The polish of the work and its erasure of its making can be read as an extension of invisibility of changes to the digital archive. Yet, this reading of the sculptures needs to be balanced by an engagement with the drawings.
While the sculptures may be said to erase their making, the series of drawings emerge from the process of the sculptures’ making and reassert the materiality of that process. The sheets of paper were under the marble acorns while they were being carved and the surfaces of the drawings bear the traces of the work of carving. The size of paper was determined by the size of the artist’s carving table and the frames of the works are based on the scale and proportions of the table the sculptures were carved on. The first drawings in the series are simply the markings produced by the stone on the paper as the stone was shifted and turned across the page while it was being carved. The later drawings in the series combine these traces of the carving process with the artist’s tracings of the tools involved. The outlines mark the positions of tools as they moved around the stone during the process. The outlines document the movement of the artist’s air hammer, measuring tape, set square, chisel, grinder and pencil as she worked to refine the forms. The black circles that mark a number of the drawings represent the traces of the rubber bucket that was used to hold a rounded stone in place for carving. The tools largely move around the edges of the pages and the empty centres of the drawings mark the place that the stones occupied while being worked.
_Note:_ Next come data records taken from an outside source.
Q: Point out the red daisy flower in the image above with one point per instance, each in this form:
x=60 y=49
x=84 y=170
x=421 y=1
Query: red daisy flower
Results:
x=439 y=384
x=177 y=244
Why, we might ask, is the reasserting of the process in the drawings important to our understanding of the show? The drawings reveal, in part, the repetitiveness of the process of carving. The traces of the labour that make up the drawings reveal the physicality of the sculptures in a new way; the rips and tears in the surface of the paper emphasize the resistance of the stone to its reshaping. Thus, while the drawings document the making of the sculptures, they are not drawings of the scene of carving as a picture but rather the transformation of the process of carving into an image that continues to act as a support for the carved forms. By holding up the traces of the sculptures’ process to our understanding, the drawings help us realize that the carved forms are not simply finished objects but also invitations to engage with their ongoing process. In other words, what the drawings help us realize is that what the sculptures really plug into is their viewers.